NASA Says "Potentially Hazardous" Asteroid Will Fly By Earth This Week
According to NASA, a giant "potentially dangerous" space rock larger than the Eiffel Tower will fly past Earth this week.
The egg-shaped asteroid, named 4660 Nereus, is 330 meters long and will orbit Earth at 14,700 miles per hour (23,700 km /h) on Saturday, December 11. Fortunately for all of our weekend plans, the asteroid is expected to fly past Earth at some distance without hitting, but it will still be closer to us than it was 20 years ago.
Nereus - named after the Greek sea god who was the son of Gaia, the personification of the Earth - will be approximately 2.4 million miles (3.86 million km), which is about 10 times the distance between the Earth and the Moon. It may seem like a huge chasm, but by cosmic standards it is literally a stone's throw.
NASA labels any space object within 120 million miles (193 million kilometers) of Earth as a “near-Earth object”, and any rapidly moving object within 4.65 million miles (7.5 million km) as "potentially dangerous". Once marked, astronomers keep a close eye on the objects, looking for any deviation from the predicted trajectory that could lead to their collision with the Earth.
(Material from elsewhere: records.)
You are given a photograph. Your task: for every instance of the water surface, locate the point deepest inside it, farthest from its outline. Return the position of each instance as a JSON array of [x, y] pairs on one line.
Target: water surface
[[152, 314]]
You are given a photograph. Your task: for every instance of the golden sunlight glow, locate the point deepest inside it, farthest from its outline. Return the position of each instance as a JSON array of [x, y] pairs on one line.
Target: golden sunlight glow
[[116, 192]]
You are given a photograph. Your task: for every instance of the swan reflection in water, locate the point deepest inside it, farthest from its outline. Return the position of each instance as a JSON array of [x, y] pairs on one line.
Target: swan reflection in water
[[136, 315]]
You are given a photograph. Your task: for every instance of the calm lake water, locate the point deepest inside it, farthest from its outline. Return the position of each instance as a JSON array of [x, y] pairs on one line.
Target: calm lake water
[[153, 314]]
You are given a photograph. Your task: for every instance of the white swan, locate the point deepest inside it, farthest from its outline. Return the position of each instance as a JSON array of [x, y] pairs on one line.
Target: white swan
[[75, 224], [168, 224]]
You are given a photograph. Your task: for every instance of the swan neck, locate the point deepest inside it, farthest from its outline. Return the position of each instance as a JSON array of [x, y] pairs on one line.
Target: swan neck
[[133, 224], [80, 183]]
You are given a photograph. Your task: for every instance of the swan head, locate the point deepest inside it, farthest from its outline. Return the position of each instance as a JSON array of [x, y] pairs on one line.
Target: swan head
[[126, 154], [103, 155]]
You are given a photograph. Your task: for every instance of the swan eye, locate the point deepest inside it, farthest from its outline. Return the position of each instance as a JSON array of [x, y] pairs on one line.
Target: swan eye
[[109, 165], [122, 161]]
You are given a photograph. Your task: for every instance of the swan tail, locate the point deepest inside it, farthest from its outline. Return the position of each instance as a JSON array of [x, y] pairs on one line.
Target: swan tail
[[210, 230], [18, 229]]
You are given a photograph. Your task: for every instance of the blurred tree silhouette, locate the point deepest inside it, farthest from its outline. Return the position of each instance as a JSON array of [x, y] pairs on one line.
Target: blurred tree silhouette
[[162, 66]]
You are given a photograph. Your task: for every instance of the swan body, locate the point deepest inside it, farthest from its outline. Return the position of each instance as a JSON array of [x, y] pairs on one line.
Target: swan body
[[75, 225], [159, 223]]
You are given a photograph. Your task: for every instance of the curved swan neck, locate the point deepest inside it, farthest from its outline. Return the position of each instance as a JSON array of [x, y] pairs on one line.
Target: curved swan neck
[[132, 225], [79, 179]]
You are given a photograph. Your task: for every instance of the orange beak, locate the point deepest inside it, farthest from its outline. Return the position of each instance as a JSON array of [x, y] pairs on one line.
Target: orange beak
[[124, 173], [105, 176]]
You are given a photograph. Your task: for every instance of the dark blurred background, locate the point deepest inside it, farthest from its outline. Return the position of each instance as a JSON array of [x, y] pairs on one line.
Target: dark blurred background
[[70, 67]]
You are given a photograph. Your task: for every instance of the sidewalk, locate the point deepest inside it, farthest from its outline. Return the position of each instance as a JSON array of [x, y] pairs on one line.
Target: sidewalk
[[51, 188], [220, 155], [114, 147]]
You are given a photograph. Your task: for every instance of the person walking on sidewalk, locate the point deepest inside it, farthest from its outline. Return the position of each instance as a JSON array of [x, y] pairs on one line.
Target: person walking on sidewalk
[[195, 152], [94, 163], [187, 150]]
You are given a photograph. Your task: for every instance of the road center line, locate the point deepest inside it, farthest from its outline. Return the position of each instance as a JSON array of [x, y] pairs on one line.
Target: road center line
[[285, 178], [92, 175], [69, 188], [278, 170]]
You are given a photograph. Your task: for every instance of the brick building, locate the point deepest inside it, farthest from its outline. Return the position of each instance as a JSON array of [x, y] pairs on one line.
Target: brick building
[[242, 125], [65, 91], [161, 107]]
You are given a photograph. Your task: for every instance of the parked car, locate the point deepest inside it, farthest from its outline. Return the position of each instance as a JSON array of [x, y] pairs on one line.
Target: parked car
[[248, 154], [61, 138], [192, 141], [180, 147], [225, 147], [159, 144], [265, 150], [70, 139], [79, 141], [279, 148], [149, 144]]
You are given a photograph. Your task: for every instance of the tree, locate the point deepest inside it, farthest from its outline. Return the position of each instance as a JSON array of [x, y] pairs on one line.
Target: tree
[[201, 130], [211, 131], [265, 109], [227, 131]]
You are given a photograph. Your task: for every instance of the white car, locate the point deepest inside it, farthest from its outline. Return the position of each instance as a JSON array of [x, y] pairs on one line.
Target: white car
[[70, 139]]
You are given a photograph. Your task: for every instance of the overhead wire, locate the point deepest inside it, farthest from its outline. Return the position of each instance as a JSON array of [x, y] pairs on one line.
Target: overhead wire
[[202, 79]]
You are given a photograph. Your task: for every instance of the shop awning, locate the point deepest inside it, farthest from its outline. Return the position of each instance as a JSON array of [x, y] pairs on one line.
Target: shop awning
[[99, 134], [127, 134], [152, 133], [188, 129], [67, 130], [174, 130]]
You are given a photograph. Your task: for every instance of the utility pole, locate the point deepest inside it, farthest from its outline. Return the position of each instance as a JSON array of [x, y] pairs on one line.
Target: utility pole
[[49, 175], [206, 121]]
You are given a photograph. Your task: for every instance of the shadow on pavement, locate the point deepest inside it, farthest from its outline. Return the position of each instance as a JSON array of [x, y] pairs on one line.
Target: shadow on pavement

Nereus, first discovered in 1982, comes close to Earth almost every 10 years. Because Nereus visits our solar system region so frequently, NASA and the Japanese space agency JAXA once considered collecting a sample using the JAXA spacecraft Hayabusa, but instead ended up settling on another asteroid (25143 Itokawa).
NASA predicts that Nereus will make the next close encounter with Earth on March 2, 2031 and November 2050. An even closer visit is predicted to occur on February 14, 2060, when Nereus could approach Earth by roughly 0.74 million miles (1.2 million). This will place the mineral-rich space rock a tempting distance of three moons from our planet.
Nereus is also a tempting prize for promising space mining. Asterank, a database that tracks more than 600,000 asteroids, estimates the asteroid has deposits of nickel, iron and cobalt totaling $ 4.71 billion.